At the end of July, the early goldenrods appear, reminding us that summer is passing. Because there are many kinds, each may have its season. But those yellow-gold topped stems are almost August’s trademark.
(A reminder: goldenrod pollen is too heavy to float on the wind, and so, will not cause hay fever. Close cousin ragweed, without flamboyant color, flings its much-lighter pollen onto the breezes.)
Evening primroses send up tall, single stalks with small garlands of pale flowers on their tips. Elsewhere, mullein stems shoot upward from rosettes of giant leaves. Usually, their yellow flowers dot those stems here and there, rather than fully clothing them. It must have been breeders’ ambition to see every floret in bloom at the same time that produced the variety of mulleins now available for civilized gardens.
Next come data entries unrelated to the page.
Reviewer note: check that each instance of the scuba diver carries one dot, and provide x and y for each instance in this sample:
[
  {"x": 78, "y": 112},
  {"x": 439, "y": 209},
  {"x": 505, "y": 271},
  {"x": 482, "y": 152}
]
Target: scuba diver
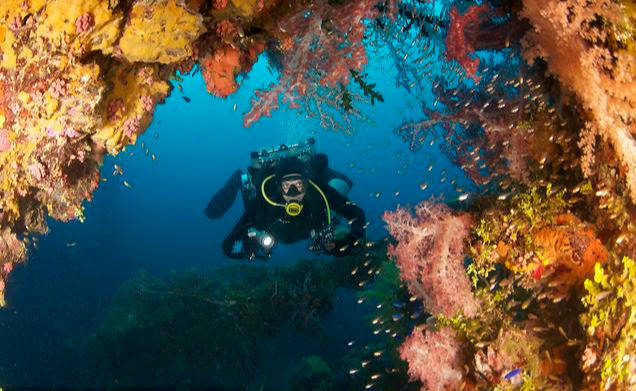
[{"x": 290, "y": 194}]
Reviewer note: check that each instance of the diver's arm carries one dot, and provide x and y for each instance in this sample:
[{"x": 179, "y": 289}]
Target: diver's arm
[
  {"x": 237, "y": 244},
  {"x": 324, "y": 173},
  {"x": 356, "y": 219},
  {"x": 224, "y": 198}
]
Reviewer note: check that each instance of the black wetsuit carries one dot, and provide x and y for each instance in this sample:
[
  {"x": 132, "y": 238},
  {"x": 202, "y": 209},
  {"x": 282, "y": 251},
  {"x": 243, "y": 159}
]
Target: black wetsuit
[{"x": 263, "y": 216}]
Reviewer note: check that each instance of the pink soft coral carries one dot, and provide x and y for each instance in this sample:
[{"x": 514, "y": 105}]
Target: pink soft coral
[
  {"x": 430, "y": 255},
  {"x": 435, "y": 358},
  {"x": 570, "y": 36}
]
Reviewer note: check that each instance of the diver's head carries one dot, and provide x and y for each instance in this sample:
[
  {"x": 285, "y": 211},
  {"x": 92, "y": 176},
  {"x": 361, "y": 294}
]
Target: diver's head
[{"x": 292, "y": 181}]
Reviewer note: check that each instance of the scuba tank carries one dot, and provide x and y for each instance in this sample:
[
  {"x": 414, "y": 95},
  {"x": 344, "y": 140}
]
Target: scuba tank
[{"x": 264, "y": 163}]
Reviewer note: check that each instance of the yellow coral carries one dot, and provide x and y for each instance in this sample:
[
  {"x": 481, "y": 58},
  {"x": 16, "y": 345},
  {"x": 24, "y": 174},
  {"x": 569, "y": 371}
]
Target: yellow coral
[
  {"x": 247, "y": 7},
  {"x": 160, "y": 31},
  {"x": 59, "y": 24},
  {"x": 130, "y": 84}
]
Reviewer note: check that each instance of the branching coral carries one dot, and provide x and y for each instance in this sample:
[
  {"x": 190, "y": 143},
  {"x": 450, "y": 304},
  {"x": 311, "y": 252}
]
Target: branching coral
[{"x": 319, "y": 45}]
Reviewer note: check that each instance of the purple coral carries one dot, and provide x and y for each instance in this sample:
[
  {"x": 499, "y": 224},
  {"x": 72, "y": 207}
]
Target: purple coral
[
  {"x": 37, "y": 171},
  {"x": 58, "y": 88},
  {"x": 84, "y": 22},
  {"x": 131, "y": 127},
  {"x": 147, "y": 103},
  {"x": 114, "y": 108}
]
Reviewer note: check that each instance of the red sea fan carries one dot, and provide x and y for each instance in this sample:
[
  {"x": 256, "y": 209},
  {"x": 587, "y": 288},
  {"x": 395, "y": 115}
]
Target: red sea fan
[
  {"x": 320, "y": 45},
  {"x": 435, "y": 358},
  {"x": 430, "y": 255}
]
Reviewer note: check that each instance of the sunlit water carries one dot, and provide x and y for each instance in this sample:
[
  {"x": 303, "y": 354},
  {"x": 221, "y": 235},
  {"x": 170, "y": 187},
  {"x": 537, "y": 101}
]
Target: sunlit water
[{"x": 157, "y": 223}]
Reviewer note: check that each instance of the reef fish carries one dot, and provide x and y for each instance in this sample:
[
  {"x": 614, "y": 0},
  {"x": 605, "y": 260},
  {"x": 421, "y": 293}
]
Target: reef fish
[{"x": 512, "y": 374}]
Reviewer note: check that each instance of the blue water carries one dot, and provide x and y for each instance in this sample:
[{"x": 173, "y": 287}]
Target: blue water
[{"x": 64, "y": 290}]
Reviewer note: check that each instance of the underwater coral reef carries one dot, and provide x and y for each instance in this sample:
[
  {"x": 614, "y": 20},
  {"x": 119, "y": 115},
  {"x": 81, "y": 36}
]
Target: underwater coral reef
[{"x": 527, "y": 283}]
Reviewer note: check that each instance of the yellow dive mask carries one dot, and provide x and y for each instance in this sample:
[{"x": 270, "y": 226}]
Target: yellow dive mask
[{"x": 294, "y": 208}]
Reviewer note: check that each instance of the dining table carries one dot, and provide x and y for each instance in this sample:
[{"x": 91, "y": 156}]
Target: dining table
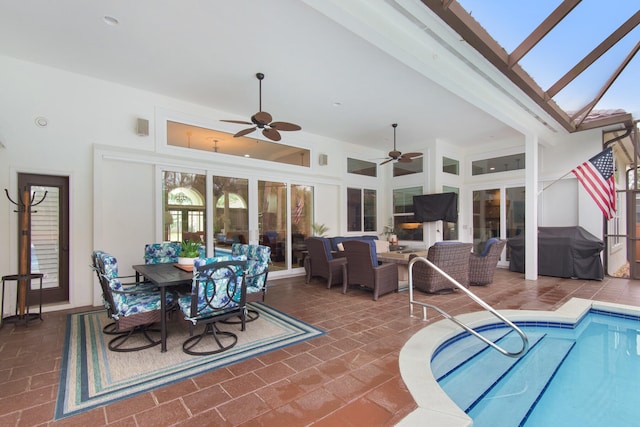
[{"x": 164, "y": 275}]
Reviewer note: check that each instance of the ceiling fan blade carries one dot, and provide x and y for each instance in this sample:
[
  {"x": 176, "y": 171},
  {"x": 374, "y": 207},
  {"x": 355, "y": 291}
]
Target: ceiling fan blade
[
  {"x": 237, "y": 121},
  {"x": 285, "y": 126},
  {"x": 262, "y": 117},
  {"x": 411, "y": 154},
  {"x": 244, "y": 132},
  {"x": 272, "y": 134}
]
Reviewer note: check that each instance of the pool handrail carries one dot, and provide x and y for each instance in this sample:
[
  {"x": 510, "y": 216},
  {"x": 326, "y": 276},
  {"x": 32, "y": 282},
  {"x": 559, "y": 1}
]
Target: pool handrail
[{"x": 474, "y": 297}]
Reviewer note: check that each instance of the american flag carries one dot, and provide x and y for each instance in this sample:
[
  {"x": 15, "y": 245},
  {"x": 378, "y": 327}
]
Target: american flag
[{"x": 596, "y": 175}]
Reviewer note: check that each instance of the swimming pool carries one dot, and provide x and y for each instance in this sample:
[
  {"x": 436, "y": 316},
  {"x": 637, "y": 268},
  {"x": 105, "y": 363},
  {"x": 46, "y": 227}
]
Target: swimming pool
[{"x": 608, "y": 347}]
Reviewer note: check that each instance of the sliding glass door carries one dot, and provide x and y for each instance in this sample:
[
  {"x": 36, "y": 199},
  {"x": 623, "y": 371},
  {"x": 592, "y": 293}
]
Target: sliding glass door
[{"x": 497, "y": 212}]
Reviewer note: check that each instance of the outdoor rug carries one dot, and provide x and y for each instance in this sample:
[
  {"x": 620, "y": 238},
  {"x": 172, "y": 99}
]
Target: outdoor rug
[{"x": 91, "y": 375}]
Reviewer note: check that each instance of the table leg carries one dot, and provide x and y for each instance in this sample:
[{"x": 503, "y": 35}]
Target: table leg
[{"x": 163, "y": 319}]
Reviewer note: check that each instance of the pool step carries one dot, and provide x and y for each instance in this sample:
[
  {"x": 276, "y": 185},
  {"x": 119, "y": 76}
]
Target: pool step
[
  {"x": 520, "y": 390},
  {"x": 461, "y": 351},
  {"x": 471, "y": 380}
]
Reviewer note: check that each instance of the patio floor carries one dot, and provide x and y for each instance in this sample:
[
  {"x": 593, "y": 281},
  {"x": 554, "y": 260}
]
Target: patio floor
[{"x": 348, "y": 377}]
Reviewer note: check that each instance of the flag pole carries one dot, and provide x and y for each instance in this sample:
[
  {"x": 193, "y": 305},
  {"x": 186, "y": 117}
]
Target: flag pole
[{"x": 540, "y": 192}]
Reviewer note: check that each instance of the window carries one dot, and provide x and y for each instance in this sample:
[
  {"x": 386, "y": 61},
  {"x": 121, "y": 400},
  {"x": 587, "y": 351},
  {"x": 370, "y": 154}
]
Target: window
[
  {"x": 498, "y": 164},
  {"x": 184, "y": 206},
  {"x": 231, "y": 213},
  {"x": 361, "y": 209},
  {"x": 451, "y": 166},
  {"x": 404, "y": 223},
  {"x": 213, "y": 141},
  {"x": 362, "y": 167},
  {"x": 407, "y": 168}
]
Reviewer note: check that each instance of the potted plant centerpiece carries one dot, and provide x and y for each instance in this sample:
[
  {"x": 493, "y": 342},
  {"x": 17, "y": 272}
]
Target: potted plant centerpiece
[{"x": 188, "y": 252}]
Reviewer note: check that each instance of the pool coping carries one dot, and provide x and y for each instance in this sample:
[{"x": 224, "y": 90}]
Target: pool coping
[{"x": 433, "y": 403}]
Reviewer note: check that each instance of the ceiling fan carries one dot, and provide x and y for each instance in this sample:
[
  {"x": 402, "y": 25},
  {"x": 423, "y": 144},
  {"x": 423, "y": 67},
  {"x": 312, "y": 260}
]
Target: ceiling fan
[
  {"x": 396, "y": 155},
  {"x": 262, "y": 120}
]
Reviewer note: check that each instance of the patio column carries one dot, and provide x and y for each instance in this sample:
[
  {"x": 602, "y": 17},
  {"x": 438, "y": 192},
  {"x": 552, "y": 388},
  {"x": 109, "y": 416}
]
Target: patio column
[{"x": 531, "y": 208}]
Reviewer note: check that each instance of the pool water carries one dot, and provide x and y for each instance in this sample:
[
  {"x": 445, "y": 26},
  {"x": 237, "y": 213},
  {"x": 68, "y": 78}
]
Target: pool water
[{"x": 586, "y": 374}]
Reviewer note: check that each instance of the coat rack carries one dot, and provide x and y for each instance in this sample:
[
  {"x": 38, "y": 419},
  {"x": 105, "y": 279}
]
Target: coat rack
[{"x": 24, "y": 206}]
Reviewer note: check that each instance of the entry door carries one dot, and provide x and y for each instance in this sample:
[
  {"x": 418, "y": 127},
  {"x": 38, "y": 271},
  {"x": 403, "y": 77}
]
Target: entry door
[{"x": 49, "y": 234}]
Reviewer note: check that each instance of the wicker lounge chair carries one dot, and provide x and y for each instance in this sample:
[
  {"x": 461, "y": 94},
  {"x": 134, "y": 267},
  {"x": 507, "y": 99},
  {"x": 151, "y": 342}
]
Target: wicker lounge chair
[
  {"x": 362, "y": 269},
  {"x": 452, "y": 258},
  {"x": 482, "y": 266}
]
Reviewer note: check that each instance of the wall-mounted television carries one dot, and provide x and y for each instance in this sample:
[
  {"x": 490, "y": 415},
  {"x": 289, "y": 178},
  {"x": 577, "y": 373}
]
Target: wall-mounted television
[{"x": 436, "y": 207}]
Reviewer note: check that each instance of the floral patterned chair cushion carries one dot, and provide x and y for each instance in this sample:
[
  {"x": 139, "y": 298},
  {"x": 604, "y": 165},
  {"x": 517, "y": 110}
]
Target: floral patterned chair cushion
[
  {"x": 214, "y": 290},
  {"x": 126, "y": 298},
  {"x": 258, "y": 260}
]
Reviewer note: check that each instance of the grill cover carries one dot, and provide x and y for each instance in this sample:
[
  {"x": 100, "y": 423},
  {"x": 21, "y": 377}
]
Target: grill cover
[{"x": 562, "y": 252}]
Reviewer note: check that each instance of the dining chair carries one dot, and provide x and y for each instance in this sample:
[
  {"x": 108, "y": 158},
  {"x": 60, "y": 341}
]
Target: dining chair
[
  {"x": 258, "y": 260},
  {"x": 362, "y": 269},
  {"x": 133, "y": 307},
  {"x": 96, "y": 266},
  {"x": 218, "y": 293}
]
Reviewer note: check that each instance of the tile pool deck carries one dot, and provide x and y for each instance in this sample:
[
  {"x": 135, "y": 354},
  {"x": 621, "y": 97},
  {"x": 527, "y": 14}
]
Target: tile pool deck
[{"x": 348, "y": 377}]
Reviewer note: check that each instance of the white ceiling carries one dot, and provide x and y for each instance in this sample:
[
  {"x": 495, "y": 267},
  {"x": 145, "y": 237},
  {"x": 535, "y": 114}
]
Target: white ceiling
[{"x": 208, "y": 52}]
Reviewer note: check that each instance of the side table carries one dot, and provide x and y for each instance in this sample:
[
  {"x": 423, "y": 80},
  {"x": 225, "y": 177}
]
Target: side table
[{"x": 17, "y": 318}]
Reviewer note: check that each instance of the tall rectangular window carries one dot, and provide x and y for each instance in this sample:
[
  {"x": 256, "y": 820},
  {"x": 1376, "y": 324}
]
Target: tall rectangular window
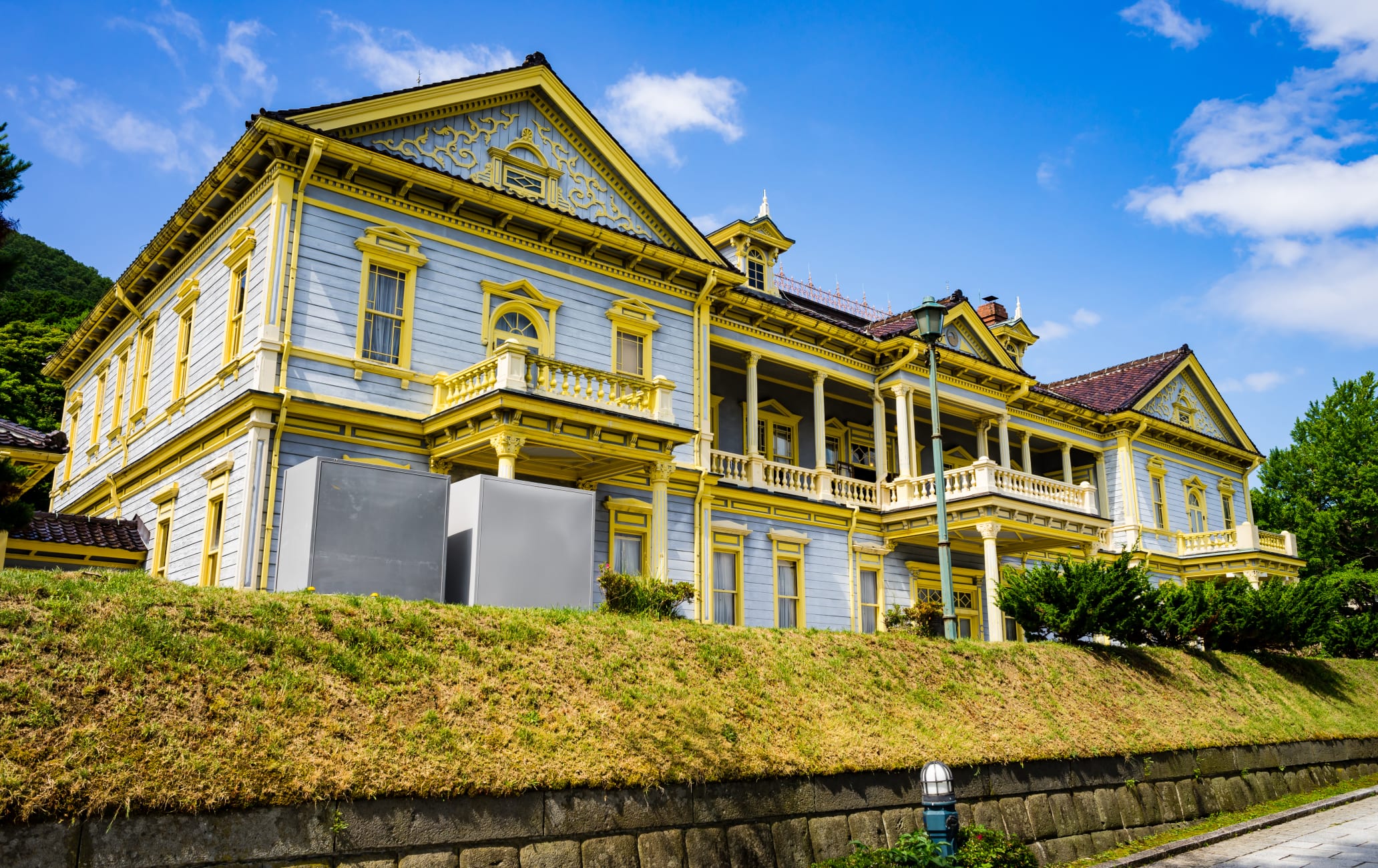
[
  {"x": 122, "y": 368},
  {"x": 787, "y": 594},
  {"x": 870, "y": 600},
  {"x": 184, "y": 355},
  {"x": 234, "y": 334},
  {"x": 632, "y": 355},
  {"x": 725, "y": 588},
  {"x": 142, "y": 361},
  {"x": 385, "y": 310}
]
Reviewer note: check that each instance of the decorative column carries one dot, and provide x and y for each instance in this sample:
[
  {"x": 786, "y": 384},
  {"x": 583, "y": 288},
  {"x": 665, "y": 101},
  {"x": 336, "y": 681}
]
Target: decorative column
[
  {"x": 903, "y": 426},
  {"x": 819, "y": 447},
  {"x": 659, "y": 541},
  {"x": 878, "y": 441},
  {"x": 752, "y": 447},
  {"x": 507, "y": 448},
  {"x": 994, "y": 618}
]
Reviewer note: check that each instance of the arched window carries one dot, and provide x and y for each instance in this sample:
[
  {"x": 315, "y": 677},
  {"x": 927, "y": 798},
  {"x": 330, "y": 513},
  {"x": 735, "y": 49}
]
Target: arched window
[
  {"x": 756, "y": 270},
  {"x": 1196, "y": 511}
]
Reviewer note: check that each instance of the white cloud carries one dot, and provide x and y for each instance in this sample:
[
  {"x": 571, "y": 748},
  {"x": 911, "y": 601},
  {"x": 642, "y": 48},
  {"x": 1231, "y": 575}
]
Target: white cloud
[
  {"x": 1162, "y": 18},
  {"x": 644, "y": 111},
  {"x": 75, "y": 123},
  {"x": 1085, "y": 318},
  {"x": 393, "y": 59},
  {"x": 238, "y": 54}
]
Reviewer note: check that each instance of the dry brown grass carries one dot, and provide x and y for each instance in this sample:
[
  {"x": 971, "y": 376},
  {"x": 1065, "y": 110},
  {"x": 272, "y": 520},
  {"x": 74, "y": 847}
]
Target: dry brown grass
[{"x": 124, "y": 692}]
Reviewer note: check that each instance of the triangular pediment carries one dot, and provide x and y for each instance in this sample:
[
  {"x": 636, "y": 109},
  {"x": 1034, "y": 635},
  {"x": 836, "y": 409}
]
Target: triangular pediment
[
  {"x": 523, "y": 133},
  {"x": 966, "y": 333},
  {"x": 1187, "y": 399}
]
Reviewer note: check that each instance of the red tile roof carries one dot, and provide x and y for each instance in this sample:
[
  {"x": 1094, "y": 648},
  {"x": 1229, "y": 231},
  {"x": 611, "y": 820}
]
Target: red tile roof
[
  {"x": 122, "y": 533},
  {"x": 1120, "y": 387}
]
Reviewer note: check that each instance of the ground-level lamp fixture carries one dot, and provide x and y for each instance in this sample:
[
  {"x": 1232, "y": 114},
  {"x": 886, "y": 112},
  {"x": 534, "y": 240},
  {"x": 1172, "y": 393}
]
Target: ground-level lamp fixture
[
  {"x": 928, "y": 327},
  {"x": 939, "y": 805}
]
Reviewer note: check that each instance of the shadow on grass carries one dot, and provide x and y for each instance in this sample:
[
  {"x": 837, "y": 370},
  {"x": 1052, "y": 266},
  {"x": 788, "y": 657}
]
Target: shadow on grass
[{"x": 1312, "y": 674}]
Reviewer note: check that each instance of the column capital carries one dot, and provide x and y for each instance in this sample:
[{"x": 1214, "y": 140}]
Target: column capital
[
  {"x": 988, "y": 529},
  {"x": 507, "y": 445}
]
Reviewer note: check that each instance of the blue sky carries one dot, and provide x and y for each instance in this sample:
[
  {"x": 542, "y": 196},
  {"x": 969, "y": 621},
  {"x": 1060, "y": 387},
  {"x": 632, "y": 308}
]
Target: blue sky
[{"x": 1140, "y": 176}]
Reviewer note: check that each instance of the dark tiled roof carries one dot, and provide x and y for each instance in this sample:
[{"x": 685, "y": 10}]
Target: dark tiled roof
[
  {"x": 71, "y": 529},
  {"x": 1118, "y": 387},
  {"x": 19, "y": 437}
]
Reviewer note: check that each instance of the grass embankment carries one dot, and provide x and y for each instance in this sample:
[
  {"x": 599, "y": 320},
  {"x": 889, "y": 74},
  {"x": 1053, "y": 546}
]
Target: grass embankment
[{"x": 122, "y": 692}]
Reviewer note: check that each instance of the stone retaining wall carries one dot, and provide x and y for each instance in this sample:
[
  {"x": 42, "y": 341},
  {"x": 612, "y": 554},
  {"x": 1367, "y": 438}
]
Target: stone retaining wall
[{"x": 1066, "y": 809}]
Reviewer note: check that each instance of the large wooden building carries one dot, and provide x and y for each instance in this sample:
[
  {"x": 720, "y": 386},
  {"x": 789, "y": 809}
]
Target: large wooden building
[{"x": 476, "y": 277}]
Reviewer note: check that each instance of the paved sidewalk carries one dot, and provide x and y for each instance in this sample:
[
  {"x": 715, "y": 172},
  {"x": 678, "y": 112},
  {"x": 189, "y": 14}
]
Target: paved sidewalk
[{"x": 1344, "y": 837}]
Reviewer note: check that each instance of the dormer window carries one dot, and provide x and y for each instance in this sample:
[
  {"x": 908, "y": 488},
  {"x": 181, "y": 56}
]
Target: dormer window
[{"x": 756, "y": 270}]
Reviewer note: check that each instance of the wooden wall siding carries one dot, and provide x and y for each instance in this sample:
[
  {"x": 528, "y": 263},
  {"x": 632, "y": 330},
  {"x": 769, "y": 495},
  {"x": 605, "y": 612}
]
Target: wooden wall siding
[
  {"x": 207, "y": 357},
  {"x": 503, "y": 136},
  {"x": 298, "y": 448},
  {"x": 448, "y": 304}
]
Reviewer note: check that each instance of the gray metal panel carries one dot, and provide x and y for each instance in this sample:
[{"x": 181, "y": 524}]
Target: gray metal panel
[
  {"x": 365, "y": 529},
  {"x": 532, "y": 545}
]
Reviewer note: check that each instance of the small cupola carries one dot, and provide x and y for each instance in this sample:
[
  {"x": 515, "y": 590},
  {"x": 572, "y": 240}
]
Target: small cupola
[{"x": 752, "y": 247}]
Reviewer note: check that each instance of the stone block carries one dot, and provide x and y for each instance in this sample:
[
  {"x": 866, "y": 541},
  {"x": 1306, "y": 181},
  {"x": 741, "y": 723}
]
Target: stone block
[
  {"x": 1016, "y": 819},
  {"x": 1041, "y": 816},
  {"x": 383, "y": 825},
  {"x": 1132, "y": 813},
  {"x": 1169, "y": 808},
  {"x": 429, "y": 859},
  {"x": 663, "y": 849},
  {"x": 866, "y": 827},
  {"x": 1060, "y": 851},
  {"x": 748, "y": 847},
  {"x": 791, "y": 843},
  {"x": 1147, "y": 797},
  {"x": 582, "y": 812},
  {"x": 856, "y": 791},
  {"x": 1064, "y": 815},
  {"x": 1088, "y": 815},
  {"x": 750, "y": 799},
  {"x": 1103, "y": 841},
  {"x": 900, "y": 821},
  {"x": 1084, "y": 847},
  {"x": 551, "y": 855},
  {"x": 1107, "y": 804},
  {"x": 225, "y": 837},
  {"x": 491, "y": 857},
  {"x": 830, "y": 838},
  {"x": 612, "y": 852},
  {"x": 988, "y": 813},
  {"x": 706, "y": 848},
  {"x": 40, "y": 845}
]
Black-eyed Susans are part of the August scenery. Here, again, plant breeders took up the challenge to produce more, better, bigger flowers, and so most of them are now more formally known as Rudbeckias.
The original black-eyed Susans are strictly native, still found on the American plains. But they like it in Maine, and so, are found on that steep bank in August — and on, sometimes into October.
At the end of August, however, the goldenrods began to straggle off into autumn dormancy, no longer part of the golden August picture on that steep little bank.
By the way, wherever I go on this peninsula, at this time of year there are flowers and berries and flourishing greenery. Yet everyone says that growing gardens is hard because of all the rock. If it were really that barren, why are our summers so beautiful? Why does the Garden Club flourish? Why do we have those burgeoning Coastal Maine Botanical Gardens? Your answer?